As for PAGA, the Court carved out an exception given the nature of such claims. In that regard, the Court stated that a PAGA claim is a type of “qui tam” action (where a private individual who assists a prosecution can receive all or part of any penalty imposed). Tying this category to PAGA and the FAA, the California Supreme Court found that “a PAGA claim lies outside the FAA’s coverage because it is not a dispute between an employer and an employee arising out of their contractual relationship. It is a dispute between an employer and the state… Through his PAGA claim, Iskanian is seeking to recover civil penalties, 75 percent of which will go to the state’s coffers.”
Unless the US Supreme Court reverses this decision, it may have damaging consequences to employers, who would then be faced with having to effectively defend themselves in two actions. Individual employment claims will be arbitrated, but employees will also prosecute their PAGA claims as representative actions on behalf of the State in the trial courts. If the employee prevails, the employee can recover Labor Code penalties and attorneys fees and costs against the employer, 75 percent of which will go to the state of California. Of course, the real motivation is with the employees’ attorneys, who seek to obtain large settlements from employers who want to avoid the cost of defending multiple actions arising from the same claim.
The California Supreme Court left unanswered whether other means exist for employees and employers to resolve PAGA claims on a private contractual basis. It is also left for debate what process and procedure should be followed by courts to resolve PAGA claims. Many trial courts are ordering individual actions to arbitration while staying the PAGA claims in the interim. Most importantly, the Supreme Court did not discuss whether a ruling in arbitration regarding an employee’s individual wage and hour claim would have a binding (res judicata) effect on PAGA claims. If an employee loses in arbitration, he or she should not be allowed a second bite at the apple through PAGA.
Iskanian may also foreshadow how the California Supreme Court may rule inSanchez v. Valencia Holding Co., a consumer class action filed against an automotive dealer in California that challenges the arbitration provision in the retail installment sale contract used in the vast majority of financed automobile purchases. A large number of consumer class actions are stayed pending the California Supreme Court’s review of a very similar issue in Sanchez.

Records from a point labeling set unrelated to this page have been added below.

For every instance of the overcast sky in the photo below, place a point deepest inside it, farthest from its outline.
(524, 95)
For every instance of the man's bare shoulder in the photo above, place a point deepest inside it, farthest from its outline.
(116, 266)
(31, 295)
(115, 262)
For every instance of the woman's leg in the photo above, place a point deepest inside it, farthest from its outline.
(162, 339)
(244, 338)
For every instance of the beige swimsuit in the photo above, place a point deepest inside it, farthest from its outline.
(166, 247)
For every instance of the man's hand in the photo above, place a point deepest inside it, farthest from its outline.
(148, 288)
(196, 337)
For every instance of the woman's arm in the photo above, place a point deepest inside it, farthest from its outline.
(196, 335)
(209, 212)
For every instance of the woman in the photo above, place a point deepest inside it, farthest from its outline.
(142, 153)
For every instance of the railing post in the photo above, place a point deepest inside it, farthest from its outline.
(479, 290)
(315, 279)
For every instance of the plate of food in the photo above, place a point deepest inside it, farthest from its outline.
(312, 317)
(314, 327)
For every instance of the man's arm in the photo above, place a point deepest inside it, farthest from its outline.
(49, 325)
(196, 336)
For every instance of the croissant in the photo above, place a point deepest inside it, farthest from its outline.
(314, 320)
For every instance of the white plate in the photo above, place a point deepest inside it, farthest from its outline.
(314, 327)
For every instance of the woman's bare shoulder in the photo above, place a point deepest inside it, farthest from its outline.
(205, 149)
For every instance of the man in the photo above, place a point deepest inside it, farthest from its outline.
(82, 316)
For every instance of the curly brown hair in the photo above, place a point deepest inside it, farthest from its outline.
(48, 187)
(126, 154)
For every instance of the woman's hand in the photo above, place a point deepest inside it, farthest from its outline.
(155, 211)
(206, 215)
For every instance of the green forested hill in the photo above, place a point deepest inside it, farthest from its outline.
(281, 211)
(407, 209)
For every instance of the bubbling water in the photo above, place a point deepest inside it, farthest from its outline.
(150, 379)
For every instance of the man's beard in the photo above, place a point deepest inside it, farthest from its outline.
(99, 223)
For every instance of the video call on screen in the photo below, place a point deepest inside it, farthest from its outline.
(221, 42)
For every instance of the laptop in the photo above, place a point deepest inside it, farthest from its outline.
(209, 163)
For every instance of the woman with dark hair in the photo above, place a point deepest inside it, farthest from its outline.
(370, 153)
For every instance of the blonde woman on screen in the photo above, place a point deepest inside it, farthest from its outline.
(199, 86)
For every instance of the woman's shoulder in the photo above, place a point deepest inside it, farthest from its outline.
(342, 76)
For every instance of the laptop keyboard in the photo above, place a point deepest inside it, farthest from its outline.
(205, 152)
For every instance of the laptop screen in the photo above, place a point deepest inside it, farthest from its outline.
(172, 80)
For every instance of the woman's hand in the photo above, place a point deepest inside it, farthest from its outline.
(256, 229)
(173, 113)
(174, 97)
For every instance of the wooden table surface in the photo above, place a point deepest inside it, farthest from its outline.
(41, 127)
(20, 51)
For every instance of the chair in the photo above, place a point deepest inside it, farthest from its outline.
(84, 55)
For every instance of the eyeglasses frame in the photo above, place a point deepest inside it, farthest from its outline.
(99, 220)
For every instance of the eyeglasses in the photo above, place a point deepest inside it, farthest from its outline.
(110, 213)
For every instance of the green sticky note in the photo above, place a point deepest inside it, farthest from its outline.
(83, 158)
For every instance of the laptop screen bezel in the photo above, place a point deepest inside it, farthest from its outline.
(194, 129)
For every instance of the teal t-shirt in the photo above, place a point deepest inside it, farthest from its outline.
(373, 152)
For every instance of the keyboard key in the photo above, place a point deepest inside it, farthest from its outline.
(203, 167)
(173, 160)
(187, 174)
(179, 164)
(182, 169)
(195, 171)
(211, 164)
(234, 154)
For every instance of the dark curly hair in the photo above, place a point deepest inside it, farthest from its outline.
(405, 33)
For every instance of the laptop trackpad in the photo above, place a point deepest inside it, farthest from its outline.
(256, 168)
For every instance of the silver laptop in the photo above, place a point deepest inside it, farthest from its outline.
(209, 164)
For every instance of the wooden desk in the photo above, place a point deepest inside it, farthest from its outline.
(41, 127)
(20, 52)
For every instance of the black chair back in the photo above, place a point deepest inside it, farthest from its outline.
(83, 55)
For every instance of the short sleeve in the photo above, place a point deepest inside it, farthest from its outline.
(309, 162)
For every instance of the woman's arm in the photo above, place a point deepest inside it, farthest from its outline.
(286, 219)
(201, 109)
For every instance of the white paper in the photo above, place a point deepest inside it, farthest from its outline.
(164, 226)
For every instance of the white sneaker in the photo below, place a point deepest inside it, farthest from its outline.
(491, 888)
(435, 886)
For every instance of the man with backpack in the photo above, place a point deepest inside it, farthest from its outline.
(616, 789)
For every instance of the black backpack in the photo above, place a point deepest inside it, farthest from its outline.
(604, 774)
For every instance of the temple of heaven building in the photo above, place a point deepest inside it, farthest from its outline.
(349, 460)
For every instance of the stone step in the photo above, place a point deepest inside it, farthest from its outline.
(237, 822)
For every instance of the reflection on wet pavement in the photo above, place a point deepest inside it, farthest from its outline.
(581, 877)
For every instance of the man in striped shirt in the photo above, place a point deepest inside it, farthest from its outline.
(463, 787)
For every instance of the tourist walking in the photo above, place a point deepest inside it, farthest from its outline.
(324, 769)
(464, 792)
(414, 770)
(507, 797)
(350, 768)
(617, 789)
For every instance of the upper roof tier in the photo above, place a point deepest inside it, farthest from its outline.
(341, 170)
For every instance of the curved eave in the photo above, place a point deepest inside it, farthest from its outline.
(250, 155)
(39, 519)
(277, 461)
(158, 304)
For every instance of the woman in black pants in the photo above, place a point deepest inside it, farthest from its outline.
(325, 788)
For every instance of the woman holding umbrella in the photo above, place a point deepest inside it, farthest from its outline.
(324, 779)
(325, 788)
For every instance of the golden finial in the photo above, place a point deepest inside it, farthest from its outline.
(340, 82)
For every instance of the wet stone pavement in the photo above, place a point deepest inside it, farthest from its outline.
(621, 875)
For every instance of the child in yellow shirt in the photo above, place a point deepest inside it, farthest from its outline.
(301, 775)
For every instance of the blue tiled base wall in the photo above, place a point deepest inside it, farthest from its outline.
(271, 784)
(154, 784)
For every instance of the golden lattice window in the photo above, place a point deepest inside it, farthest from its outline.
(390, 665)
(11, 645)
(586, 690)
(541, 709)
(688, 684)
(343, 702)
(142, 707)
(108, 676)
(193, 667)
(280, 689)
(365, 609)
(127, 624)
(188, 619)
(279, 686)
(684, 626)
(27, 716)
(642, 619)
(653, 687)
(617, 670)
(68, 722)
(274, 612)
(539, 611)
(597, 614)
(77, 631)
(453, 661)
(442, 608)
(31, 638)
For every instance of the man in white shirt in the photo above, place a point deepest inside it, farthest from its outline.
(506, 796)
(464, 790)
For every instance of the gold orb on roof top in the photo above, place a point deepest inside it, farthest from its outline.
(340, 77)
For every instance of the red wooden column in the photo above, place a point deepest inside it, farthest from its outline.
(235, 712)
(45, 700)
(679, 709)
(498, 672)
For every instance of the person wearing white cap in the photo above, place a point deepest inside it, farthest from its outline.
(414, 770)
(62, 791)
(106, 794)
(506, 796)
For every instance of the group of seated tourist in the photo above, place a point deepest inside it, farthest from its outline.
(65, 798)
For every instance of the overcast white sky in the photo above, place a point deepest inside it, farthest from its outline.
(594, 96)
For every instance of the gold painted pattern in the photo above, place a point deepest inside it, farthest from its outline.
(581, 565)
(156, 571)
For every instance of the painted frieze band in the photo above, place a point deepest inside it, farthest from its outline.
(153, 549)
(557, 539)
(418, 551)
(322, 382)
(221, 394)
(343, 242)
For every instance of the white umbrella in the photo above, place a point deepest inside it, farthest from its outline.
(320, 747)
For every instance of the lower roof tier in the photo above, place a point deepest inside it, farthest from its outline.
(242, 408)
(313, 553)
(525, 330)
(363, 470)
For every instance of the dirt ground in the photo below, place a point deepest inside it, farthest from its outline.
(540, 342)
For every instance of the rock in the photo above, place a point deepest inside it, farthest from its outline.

If the California Supreme Court’s rational in Iskanian is followed, the class action waiver contained in the RISC should be held valid as well. And while consumer lawyers may cling to the notion that an exception should be made for claims under the Consumers Legal Remedies Act (CLRA) and for injunctive relief, those arguments should also fail, as several courts have already recognized vast differences between representative PAGA and CLRA actions. And while injunctive relief is an available remedy under the CLRA, courts have found that claims for injunctive relief can be resolved in arbitration. The purpose of arbitration — to voluntarily resolve private disputes in an expeditious and efficient manner — is consistent with the CLRA. Most importantly, in Concepcion, the US Supreme Court already held that a California CLRA class action waiver is not unconscionable.